In mechanical engineering, a crosshead is a mechanical joint used as part of the slider-crank linkages of long stroke reciprocating engines (either internal combustion or steam) and reciprocating compressors to eliminate sideways force on the piston. The crosshead also allows the connecting rod to move freely outside the cylinder. Because of the very small bore-to-stroke ratio on such engines, the connecting rod would hit the cylinder walls and block the engine from rotating if the piston were attached directly to the connecting rod as in a trunk engine. Therefore, the longitudinal dimension of the crosshead must be matched to the stroke of the engine.

==Overview==
On smaller engines, the connecting rod links the piston and the crankshaft directly, but this transmits sideways forces to the piston, since the crankpin (and thus the direction the force is applied) moves from side to side with the rotary motion of the crank. These transverse forces are tolerable in a relatively small engine. A larger engine's much greater forces would cause an intolerable degree of wear on the piston and cylinder, as well as increasing overall friction in the engine.

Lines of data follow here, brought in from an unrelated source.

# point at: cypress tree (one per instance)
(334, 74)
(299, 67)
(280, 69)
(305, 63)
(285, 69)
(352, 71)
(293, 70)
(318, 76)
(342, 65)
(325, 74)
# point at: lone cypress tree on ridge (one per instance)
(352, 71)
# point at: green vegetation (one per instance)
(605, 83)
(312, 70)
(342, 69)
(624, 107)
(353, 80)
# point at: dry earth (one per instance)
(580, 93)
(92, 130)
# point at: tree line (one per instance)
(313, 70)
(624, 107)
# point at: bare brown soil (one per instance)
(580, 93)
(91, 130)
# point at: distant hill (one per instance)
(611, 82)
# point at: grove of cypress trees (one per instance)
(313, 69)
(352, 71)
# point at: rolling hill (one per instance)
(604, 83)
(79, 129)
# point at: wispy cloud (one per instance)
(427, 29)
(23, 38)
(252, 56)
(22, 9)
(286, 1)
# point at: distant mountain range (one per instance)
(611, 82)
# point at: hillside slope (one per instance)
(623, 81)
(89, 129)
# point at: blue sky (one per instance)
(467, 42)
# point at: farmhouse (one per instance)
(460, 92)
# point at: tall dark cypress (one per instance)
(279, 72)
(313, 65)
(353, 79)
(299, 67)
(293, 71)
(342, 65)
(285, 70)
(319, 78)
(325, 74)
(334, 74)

A piston rod is attached to the piston and links it to the crosshead, which is a large casting sliding in crosshead guides (UK: slidebar), allowing it only to move in the same direction as the piston travel. The crosshead also houses the gudgeon pin (US: wristpin) on which the small end of the connecting rod pivots. In this way, the transverse forces are applied only to the crosshead and its bearings, not to the piston itself.

==Internal combustion engines==
Internal combustion engines using crossheads make for easier maintenance of the top end of the engine, since the pistons can be easily removed. The piston rod is mounted on the underside of the piston and connected to the crosshead by a single nut in double acting engines. The large two-stroke marine diesel engines are usually of this pattern. A crosshead is essential in a double-acting diesel engine (see also: battleships: 12 MAN double-acting 2-stroke 9-cylinder diesels). Large diesels often have a plunger oil pump directly attached to the crosshead to supply oil under high pressure to the crosshead bearing.

==Steam engines==
In the case of the steam engine, a crosshead is essential if the engine is to be double acting - steam is applied to both sides of the piston, which requires a seal around the piston rod. An exception is the oscillating cylinder steam engine which can be double acting and yet has no crosshead.

Early double-acting steam engines, such as those designed by James Watt, relied on a parallel motion linkage in part due to the difficulty of manufacturing guide rails. The cross head was made possible by the introduction of the planer which was suited for producing guides.

===Locomotives===
Crossheads in a steam locomotive can be mounted either to one guide mounted above the crosshead or to two, one above and one below (called an alligator crosshead since it has two "jaws"). The former was preferred in many more modern locomotives.

===Marine engines===
In many 19th century marine steam engines, the crosshead was a strong metal bar attached to the piston rod and perpendicular to it, which was sometimes used to eliminate transverse forces, as in a steeple engine, and at other times used as a linkage—to side-rods in a side-lever engine or to connecting rods in a square engine.